As we move forward, we will provide ways to separate your legacy and modern products so that the modern products can still receive updates, and legacy products can still be used. We'll have more details in May. Separating the legacy and modern devices will essentially have two Sonos systems in your home, they won’t be able to group or play together, but they’ll both be controllable separately.

Modern devices will of course keep on updating and get new features.

Another option you’ll have in May is to set your whole system as Legacy. The modern devices will stay as part of the legacy software and won’t receive future updates, but you’ll be able to group everything together as you currently do.

That’s very disappointing to hear. Would Sonos be willing to reconsider this based off customer feedback? 


The team is listening to all your feedback, but I can’t speak to if any changes may happen. This end of software support is happening because of hardware limitations. 

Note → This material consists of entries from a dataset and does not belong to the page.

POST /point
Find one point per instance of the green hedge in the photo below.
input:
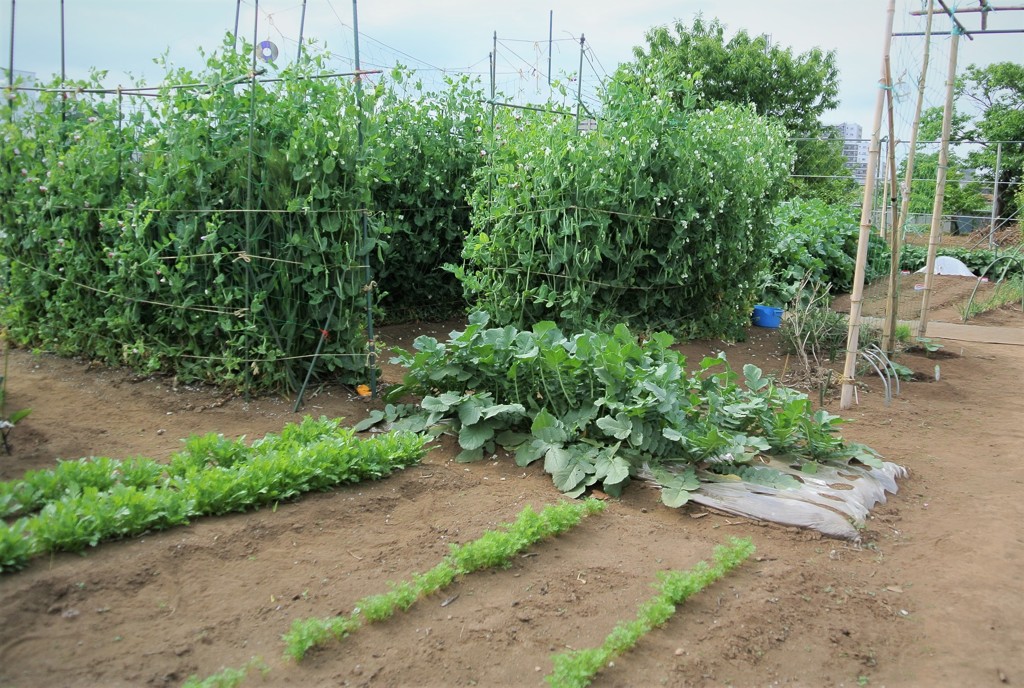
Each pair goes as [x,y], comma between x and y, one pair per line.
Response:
[656,219]
[128,232]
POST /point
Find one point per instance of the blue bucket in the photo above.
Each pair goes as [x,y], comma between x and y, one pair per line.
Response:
[767,316]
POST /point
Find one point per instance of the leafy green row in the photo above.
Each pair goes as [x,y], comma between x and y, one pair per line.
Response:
[495,548]
[36,488]
[85,518]
[600,407]
[578,669]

And is Sonos already considering what to do after the next Legacy round? In a few years when at least Play:3 and likely also Playbar, Play:1 and possibly Sub are put into Legacy mode, will people need to control 3 separate systems (Legacy 1, Legacy 2 and Modern)? 
 

And will ‘no grouping’ of separate systems then also mean ‘no bonding’ in surround or with sub? 


The software team I’m sure has considered what might happen if we need to do this again, but I don’t have any details to share on that in particular. Currently, we have no plans to end software updates for any other products. This legacy move quite literally doubles the amount of memory they have to work with on Sonos devices, which will significantly opens up some options. 

 

And will ‘no grouping’ of separate systems then also mean ‘no bonding’ in surround or with sub? 

I would answer most likely with the current process in mind. But the only device currently moving to legacy that is capable of being a surround speaker is the Connect:Amp, which had to be wired into the main device since it’s lacking the 5GHz needed for our surround sound configuration. As to what this all might look like in the future is hard to say.